Some of you may have recent experience with the power of very large machine learning models recently by trying the hugely popular ChatGPT from OpenAI. This chatbot is backed by an ML model, based on GPT-3 or later, with billions of parameters. That size of ML model takes many GPUs to train and is a taste of what is coming to the enterprise in AI/ML. Data scientists in enterprises are exploring models that may not yet be at this huge scale. But they are certainly seeing increasingly large models as measured by the number of model parameters, demanding more acceleration and more GPU power.
In a previous post, we talked about the concept of “vendor device groups” in VMware vSphere 8 for presenting a set of 2 to 4 GPUs on a server that are in an NVLink setup to a VM. One important use case for this is large ML model training, but it can also be put to other uses, such as analytics in HPC. In that article, we saw NVLink bridge hardware for those connections as shown here.
In this article, we take the device group concept to the next level, by exploring sets of 8 GPUs that are connected using NVSwitch technology – and presenting them, as one item, to a VM.
NVIDIA NVSwitch hardware comes either in a chip format or as a separate unit that can stand independently outside of a server, as a component of a rack, for example. We will talk about the use of NVSwitch technology within one server in this article.

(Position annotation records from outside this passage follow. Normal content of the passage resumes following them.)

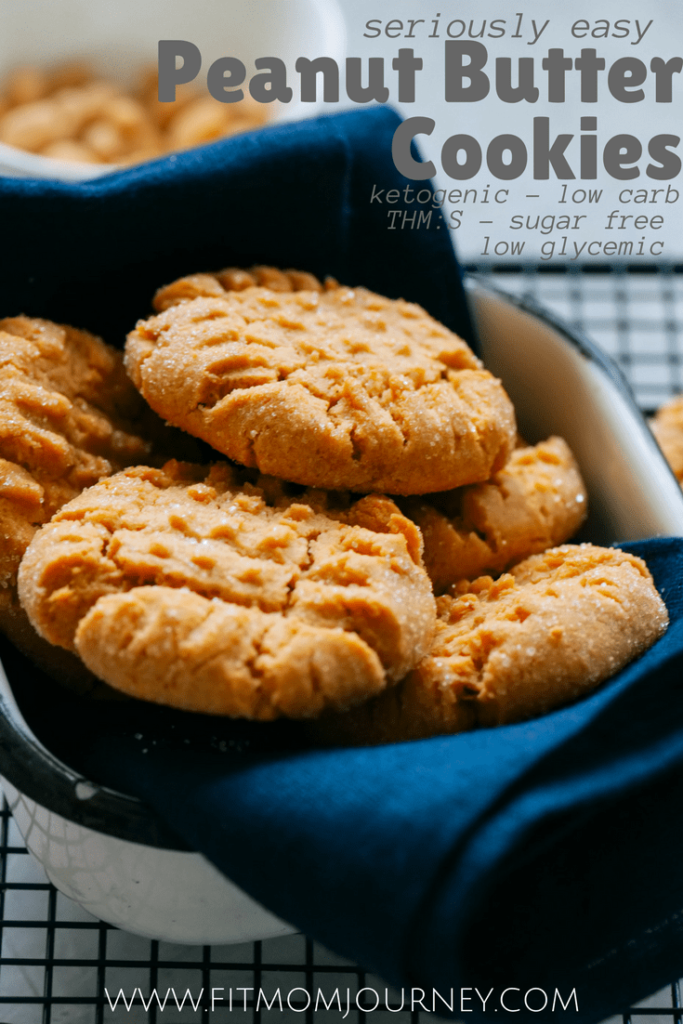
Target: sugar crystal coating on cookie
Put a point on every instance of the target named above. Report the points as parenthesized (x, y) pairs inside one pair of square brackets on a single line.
[(69, 416), (536, 502), (506, 650), (191, 586), (332, 387)]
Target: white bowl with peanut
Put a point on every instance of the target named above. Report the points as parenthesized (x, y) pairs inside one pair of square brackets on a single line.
[(78, 91)]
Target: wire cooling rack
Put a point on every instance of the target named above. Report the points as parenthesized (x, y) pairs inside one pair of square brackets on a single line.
[(60, 966)]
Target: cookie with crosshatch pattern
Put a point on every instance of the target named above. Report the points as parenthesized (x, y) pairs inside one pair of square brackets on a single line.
[(513, 648), (209, 590)]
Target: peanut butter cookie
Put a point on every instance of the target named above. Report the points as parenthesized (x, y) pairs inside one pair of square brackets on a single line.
[(190, 586), (333, 387), (505, 650), (667, 425), (69, 416), (536, 502)]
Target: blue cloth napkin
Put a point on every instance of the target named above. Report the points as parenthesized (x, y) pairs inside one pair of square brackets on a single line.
[(544, 855)]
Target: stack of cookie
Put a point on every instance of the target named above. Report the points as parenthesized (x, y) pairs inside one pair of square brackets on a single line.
[(349, 564)]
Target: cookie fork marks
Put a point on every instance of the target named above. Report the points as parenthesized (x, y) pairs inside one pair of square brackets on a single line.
[(336, 388), (342, 592)]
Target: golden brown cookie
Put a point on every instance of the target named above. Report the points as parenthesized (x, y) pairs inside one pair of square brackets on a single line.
[(186, 587), (69, 416), (537, 501), (667, 425), (338, 388), (505, 650)]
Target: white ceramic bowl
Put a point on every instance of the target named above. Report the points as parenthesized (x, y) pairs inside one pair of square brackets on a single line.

Here is an internal view of a server that has 8 GPUs in it with six NVSwitch devices linking them together.
This multiple-GPU setup is becoming more common now in servers that NVIDIA supports in the “HGX” form. With HGX, NVIDIA supplies the baseboard that holds 8 A100 or H100 GPUs and six NVSwitches linking them together. Here, each GPU in the system has a very high bandwidth link to every other GPU, far surpassing the bandwidth capabilities of the PCIe bus that they still connect to. This is represented as shown below.
The NVLink ports on each GPU are used to connect them to the NVSwitch devices – rather than directly to other GPUs, as is done with NVLink bridge hardware.
With NVSwitch, the data is being routed from any one GPU to any other GPU in the setup, directly. With NVLink on NVIDIA Hopper architecture GPUs, a pair of GPUs can send 450 GB per second in each direction, giving a total bandwidth of 900 GB/second. The unidirectional bandwidth is 300 GB/sec for A100 GPU, giving 600 GB/s total bidirectional bandwidth there.
To make it easier for the administrator to use this kind of setup with VMware vSphere 8 update 1, that full set of 8 GPUs and known subsets of the 8 are presented as device groups, when we choose to add a PCIe device to a VM. The set of device groups is seen in the vSphere Client interface below. We used the earlier A100 40GB model in our lab tests here.
The vSphere Client user chooses between the various device groups shown above to give the VM the appropriate amount of GPU power. The device groups shown here offer 2, 4 and 8 full 40c profile vGPUs to the VM, all of which are operating over connections via the NVSwitch. The number after the word “Nvidia” in the name field indicates the number of GPUs in that device group. Note that the string after the “@” in the device group Name field is a vGPU profile denoting the full memory from that GPU. This means that the benefits of the vGPU approach apply here, including the correct VM placement onto the most suitable host.
These groups of GPUs are automatically discovered by the NVIDIA vGPU host driver software that is installed into vSphere. Once that host driver software is running, the administrator can use one of the allowed device groups for a VM, at configuration time.
In the VM’s guest operating system, the nvidia-smi tool shows all the GPUs that are available to it. The example below shows a setup where four GPUs are chosen to be allocated as one device group to a VM. Since these were allocated as a device group, we know that there is NVSwitch technology connecting them together.
The application developer can now proceed to make use of all four of these GPUs for training their model in TensorFlow, PyTorch or other platform of their choosing.
Summary
High-end machine learning models can span multiple physical GPUs because of the larger memory needs of their ML models and the need for more compute power. VMware and NVIDIA together now enable data scientists to train their models across up to 8 GPUs on a single VM at once, where those GPUs are communicating over high-bandwidth NVSwitch/NVLink connections. This demonstrates the joint commitment of VMware and NVIDIA together to serving the needs of the most demanding machine learning and high-performance computing applications.